En partenariat avec le studio Capsule Corp. Labs, 20 Minutes est le premier média français à se saisir de cette technologie pour lancer un projet d’une si grande ampleur. Outre-manche, le Time s’apprête à lancer un magazine spécial blockchain tandis qu’aux États-Unis, l’agence de presse AP vend déjà ses photos iconiques sous forme de NFTs.
Comment est née l’idée de lancer un magazine spécial Web 3.0 ?
Laurent Bainier : Souvent, les idées dans une boîte viennent d’une ou deux personnes qui ont des appétits pour des sujets bien particuliers. J’étais personnellement passionné par la blockchain depuis pas mal d’années. Je sentais que cette technologie allait prendre de l’ampleur avec les cryptomonnaies et qu’il allait y avoir énormément de choses à expliquer. Depuis cinq ans, je me rends compte qu’il y a un intérêt côté lecteurs en regardant les audiences des papiers sur le sujet. Mais il est souvent assorti d’appréhensions et d’hostilités, comme on peut le constater en lisant les commentaires des articles. Certains s’inquiètent notamment des arnaques ou des fortes sommes en jeu avec les NFTs, sans différencier ce qui appartient à une forme de révolution et ce qui relève de l’anecdote. On s’est donc mis à réfléchir à ce que pourrait faire 20 Minutes autour du sujet. Une journaliste de la rédaction, Laure Beaudonnet, est venue avec un projet très concret au mois d’octobre dernier. Elle voulait vendre un NFT de 20 Minutes dans une maison de vente aux enchères. Après un vote des lecteurs, nous avons lancé en format NFT notre supplément Futur, paru uniquement en version numérique en janvier 2020. Nous l’avons vendu 3 000 euros, avec une plaque d’impression du fameux numéro qui n’avait jamais été imprimé. Nous en avons retenu deux leçons. D’abord, qu’on n’avait pas forcément choisi la bonne technique pour vendre un NFT. Ensuite, qu’il existe un fossé entre les lecteurs à l’aise avec ces thématiques, qui trouvaient qu’on restait trop en surface, et notre lectorat moins familier du sujet. Dans tous les cas, ces technologies vont bouleverser nos vies. On n’a plus le loisir de s’en moquer. On a besoin d’une information de qualité et de pédagogie pour comprendre les mécaniques liées aux blockchains. On a besoin d’alimenter le débat public sans le teinter mais en donnant un maximum d’informations. Pour nous, cela passe par délivrer des articles. C’est ce qu’on sait faire de mieux.

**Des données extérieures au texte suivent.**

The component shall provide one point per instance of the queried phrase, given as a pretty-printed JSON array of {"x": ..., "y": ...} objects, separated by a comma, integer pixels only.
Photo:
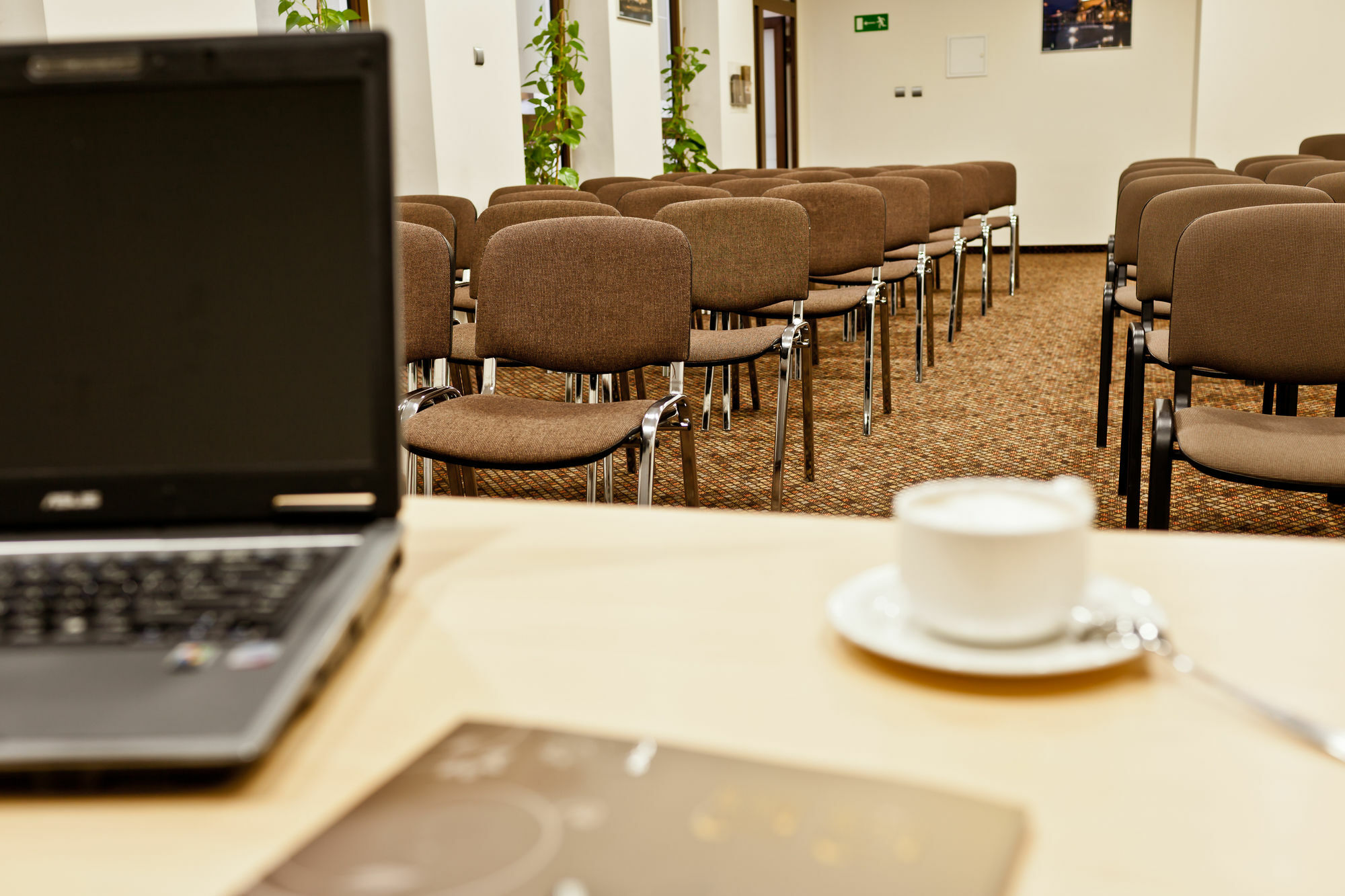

Concrètement, en quoi consiste le projet ?
Jeudi 16 juin, nous distribuerons gratuitement un magazine dédié au Web 3.0 dans les rues des plus grandes villes de France à la place du journal 20 Minutes classique. Pourquoi un magazine papier ? Parce que le problème du numérique, c’est que les articles s’adressent majoritairement à celles et ceux qui en font la demande. Une grande partie du trafic provient des moteurs, une autre du filtrage social. Le papier a des vertus insoupçonnées. Il va nous permettre de toucher des personnes qui ne sont pas sensibilisées à ces technologies. Nous voulons aussi fédérer des personnes qui s’y connaissent déjà afin de créer une communauté autour du projet. Pour cibler ces personnes, plutôt expertes, il faut utiliser les outils du Web 3.0. Nous, on leur propose d’acheter pour 0,0999 eth, soit environ 280 euros, une carte de membre qui prend la forme d’une petite machine à écrire en NFT. Le coût de ce NFT, sans être prohibitif, va permettre de financer le magazine. Nous allons donc mettre en vente 999 NFTs sous cette forme. En bref, on confie le projet à ceux qui savent pour ceux qui s’en moquent. S’il y a un bel engouement, on pourra déboucher à terme sur toute une gamme de produits éditoriaux autour du Web 3.0. Le modèle est celui du Bored Ape Yacht Club, un club avec une utilité et dont tout le monde veut faire partie, mais version grand public. L’idée, c’est de réunir des gens qui vont nous apporter des idées et nous aider à moderniser le journal en le faisant entrer dans le Web 3.0.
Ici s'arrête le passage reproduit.